Fifty tons already have been taken from the facility, but the removal stopped after environmental groups protested the shipment of one 18-ton load to India last year. Because of the outcry from activists in the United States and India, the Indian government said it would refuse the cargo. The shipment was turned back and is reported to be on the way back to the U.S.

Because of the political fallout, Goldsmith asked the Maine Department of Environmental Protection in early February to stop classifying the used mercury as a hazardous waste. Most other states classify the mercury as a salable commodity.

The hazardous-waste label made it difficult to transport and sell the mercury, the company said in a letter to the DEP earlier this month. Bullock said the mercury is 99.56 percent pure.

The DEP refused the request, saying the hazardous-waste label was warranted and simply required special handling by a licensed waste hauling company.

A couple of weeks later, Goldsmith called the DEP to ask that it be allowed to remove the remaining mercury, using a licensed waste-hauling company, and ship it to Bethlehem Apparatus Co., a Pennsylvania corporation that is the world’s largest mercury recycler.

The DEP approved this request last week.

The mercury will be taken away by St. Joseph Motor Lines of Woodland, Penn., in tractor-trailer trucks. The company is licensed to transport hazardous waste in Maine.

Once Bethlehem Apparatus reprocesses the mercury, Bullock said he didn’t know where it would go but that it likely would be resold.

This prospect means there is no reason for environmental groups to celebrate the mercury’s departure from HoltraChem.

“Moving the mercury out of Maine doesn’t solve the mercury problem,” said Michael Belliveau, toxics project director for the Natural Resources Council of Maine. The group is part of a coalition called the Penobscot Alliance for Mercury Elimination, which seeks to stop the use of mercury and its shipment from the U.S. to countries with less stringent environmental regulations.

“Some of it will come back [here] in polluted rain and polluted snow,” Belliveau said of the mercury.

Because the U.S. has more mercury than it can use, much of it is exported overseas to countries such as India where it is used in plants like HoltraChem or to make thermometers and other medical devices.
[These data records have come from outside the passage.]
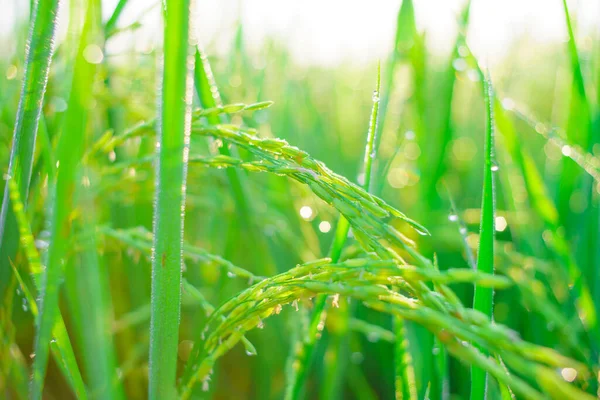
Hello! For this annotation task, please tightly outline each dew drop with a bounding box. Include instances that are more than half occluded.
[373,90,379,103]
[367,332,379,343]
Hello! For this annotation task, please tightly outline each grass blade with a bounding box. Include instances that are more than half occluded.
[149,0,192,399]
[285,65,381,399]
[31,0,99,399]
[7,179,87,399]
[471,76,498,400]
[0,0,59,304]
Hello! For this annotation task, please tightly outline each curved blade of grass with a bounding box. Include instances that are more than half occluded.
[148,0,192,399]
[285,61,381,399]
[495,101,600,343]
[7,178,87,399]
[0,0,59,306]
[177,258,588,399]
[471,72,497,400]
[31,4,98,399]
[194,48,276,275]
[423,0,471,202]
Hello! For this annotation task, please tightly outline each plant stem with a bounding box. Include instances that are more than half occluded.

“The release of 80 tons of mercury into commerce means that more mercury will go to India one way or another,” Belliveau said.

Bethlehem Apparatus has supplied mercury to a Unilever thermometer plant in India, he said.

Belliveau said “concerned people” are trying to track where the mercury from HoltraChem ultimately will end up. They successfully tracked the shipment headed for India and caused its recall.

If there is anything positive to come out of the HoltraChem saga, he said, it is that lawmakers have become more aware of mercury and its hazards. The metal is known to cause birth defects and is especially dangerous to young children and fetuses.

Although it appears to be too late for the HoltraChem mercury, U.S. Sen. Susan Collins has introduced federal legislation to set up a national task force which will look for ways to permanently take used mercury out of circulation so it is not traded around the globe. Her bill also would ban the sale of mercury-containing thermometers.

Also this week, the heads of the nation’s state departments of environmental protection are expected to pass a resolution calling upon the federal government to come up with a plan for long-term storage of mercury by 2003. It also calls for plans to reduce the use of mercury and to limit its exportation to other countries.

The environmental commissioners are expected to vote on the resolution this week at their annual meeting in Tampa Bay, Fla.